On November 22, 2002, Estrada pled guilty to the charge in Cook County Circuit Court. He was sentenced to one year on probation.
In September 2013, the Illinois Supreme Court ruled in People v. Aguilar that the portion of the statute under which Estrada had been convicted was unconstitutional. The statute said that a person committed the offense of aggravated unlawful use of a weapon when a person “carries on or about his person or in any vehicle or concealed on or about his person except when on his land or in his abode or fixed place of business any pistol, revolver, stun gun or taser or other firearm and the firearm is uncased, loaded and immediately accessible.”

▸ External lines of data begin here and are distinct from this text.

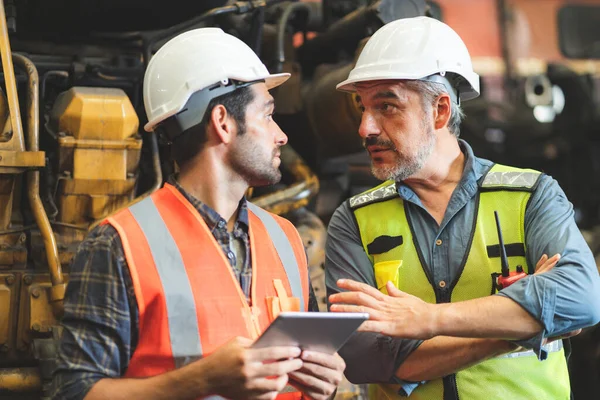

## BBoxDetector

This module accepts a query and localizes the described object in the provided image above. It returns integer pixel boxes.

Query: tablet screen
[252,312,369,354]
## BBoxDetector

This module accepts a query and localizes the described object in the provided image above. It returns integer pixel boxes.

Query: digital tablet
[252,312,369,354]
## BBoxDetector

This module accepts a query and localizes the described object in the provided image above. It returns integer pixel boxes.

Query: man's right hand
[203,337,302,400]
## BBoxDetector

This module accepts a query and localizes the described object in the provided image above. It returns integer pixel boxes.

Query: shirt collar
[396,139,493,200]
[168,174,248,232]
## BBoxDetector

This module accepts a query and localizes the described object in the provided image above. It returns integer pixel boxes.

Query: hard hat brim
[264,72,291,89]
[144,72,291,132]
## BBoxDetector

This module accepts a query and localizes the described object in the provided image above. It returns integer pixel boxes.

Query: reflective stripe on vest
[107,185,308,386]
[130,198,202,368]
[248,203,306,311]
[353,165,570,400]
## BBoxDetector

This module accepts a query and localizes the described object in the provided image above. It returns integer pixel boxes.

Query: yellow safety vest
[349,164,570,400]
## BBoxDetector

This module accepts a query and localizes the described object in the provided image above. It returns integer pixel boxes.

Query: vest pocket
[373,260,402,294]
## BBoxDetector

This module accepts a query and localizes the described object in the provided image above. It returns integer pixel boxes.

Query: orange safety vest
[105,184,308,399]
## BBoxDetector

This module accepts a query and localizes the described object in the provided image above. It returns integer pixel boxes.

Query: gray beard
[371,129,436,182]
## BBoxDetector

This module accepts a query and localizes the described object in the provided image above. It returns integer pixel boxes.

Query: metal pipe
[0,1,25,149]
[0,368,42,394]
[151,133,162,193]
[251,146,319,215]
[143,2,244,66]
[13,54,66,318]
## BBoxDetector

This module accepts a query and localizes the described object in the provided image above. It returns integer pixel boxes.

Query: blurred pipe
[0,368,42,397]
[144,133,162,192]
[251,146,319,215]
[274,3,311,73]
[13,50,66,318]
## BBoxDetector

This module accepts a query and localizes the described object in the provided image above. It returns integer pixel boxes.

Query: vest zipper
[435,288,459,400]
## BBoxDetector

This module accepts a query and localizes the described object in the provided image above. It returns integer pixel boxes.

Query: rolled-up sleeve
[498,176,600,350]
[325,203,422,395]
[52,225,137,400]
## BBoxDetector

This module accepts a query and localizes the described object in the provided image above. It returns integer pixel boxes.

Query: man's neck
[404,135,465,224]
[177,157,248,231]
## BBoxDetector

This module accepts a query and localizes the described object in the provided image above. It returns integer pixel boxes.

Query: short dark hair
[171,86,254,167]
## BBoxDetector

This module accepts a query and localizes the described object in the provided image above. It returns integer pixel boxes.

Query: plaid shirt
[52,179,318,399]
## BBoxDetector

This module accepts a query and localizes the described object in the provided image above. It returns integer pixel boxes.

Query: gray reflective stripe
[496,340,563,358]
[481,172,540,189]
[129,197,202,368]
[349,183,398,208]
[248,202,305,311]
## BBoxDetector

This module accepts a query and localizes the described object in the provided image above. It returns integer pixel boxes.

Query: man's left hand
[329,279,439,339]
[288,350,346,400]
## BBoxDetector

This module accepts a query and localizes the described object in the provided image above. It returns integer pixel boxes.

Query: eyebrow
[263,99,275,108]
[355,90,400,105]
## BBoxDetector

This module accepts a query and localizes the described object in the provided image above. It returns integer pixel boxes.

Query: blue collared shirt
[325,140,600,394]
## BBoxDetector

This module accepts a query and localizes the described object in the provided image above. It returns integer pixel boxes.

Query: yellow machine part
[52,87,139,140]
[39,87,142,265]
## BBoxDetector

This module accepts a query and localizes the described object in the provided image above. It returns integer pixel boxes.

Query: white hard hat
[144,28,290,132]
[336,17,479,100]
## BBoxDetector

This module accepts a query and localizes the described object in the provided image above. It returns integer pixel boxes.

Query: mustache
[363,136,396,151]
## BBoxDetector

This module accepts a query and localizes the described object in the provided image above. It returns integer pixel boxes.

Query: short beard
[228,132,281,187]
[371,118,436,182]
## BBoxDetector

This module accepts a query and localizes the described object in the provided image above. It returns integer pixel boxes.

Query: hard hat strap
[419,73,460,105]
[155,79,264,144]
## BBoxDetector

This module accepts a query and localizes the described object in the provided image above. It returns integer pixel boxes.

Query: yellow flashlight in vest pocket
[373,260,402,294]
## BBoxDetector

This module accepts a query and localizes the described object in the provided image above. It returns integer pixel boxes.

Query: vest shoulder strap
[479,164,542,192]
[348,181,398,210]
[247,202,307,311]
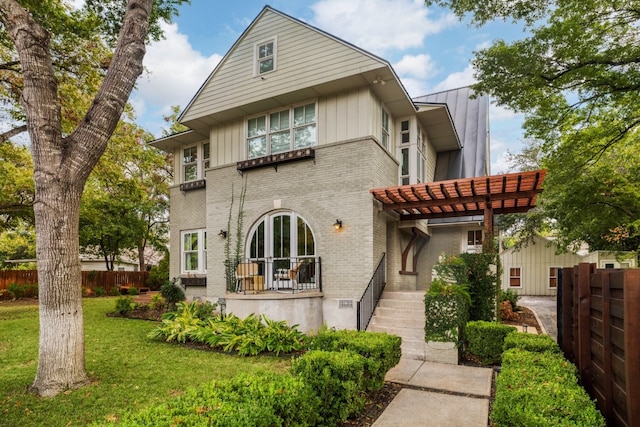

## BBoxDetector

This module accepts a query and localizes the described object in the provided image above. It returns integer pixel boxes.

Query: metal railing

The court held that this portion of the statute violated the right to keep and bear arms as guaranteed by the Second Amendment.
By that time, Estrada had been convicted of murder and attempted murder in 2009 in Cook County and sentenced to 80 years in prison. In 2019, Estrada filed a motion to vacate his aggravated unlawful use of a firearm conviction based on the Aguilar ruling. On December 6, 2019, the motion was granted, the conviction was vacated, and the charge was dismissed.
Estrada then filed a motion for a certificate of innocence. On November 19, 2020, Cook County Criminal Court Chief Judge LeRoy Martin Jr. granted the motion.
Estrada filed a claim with the Illinois Court of Claims for compensation. On December 8, 2021, he was awarded $20,000.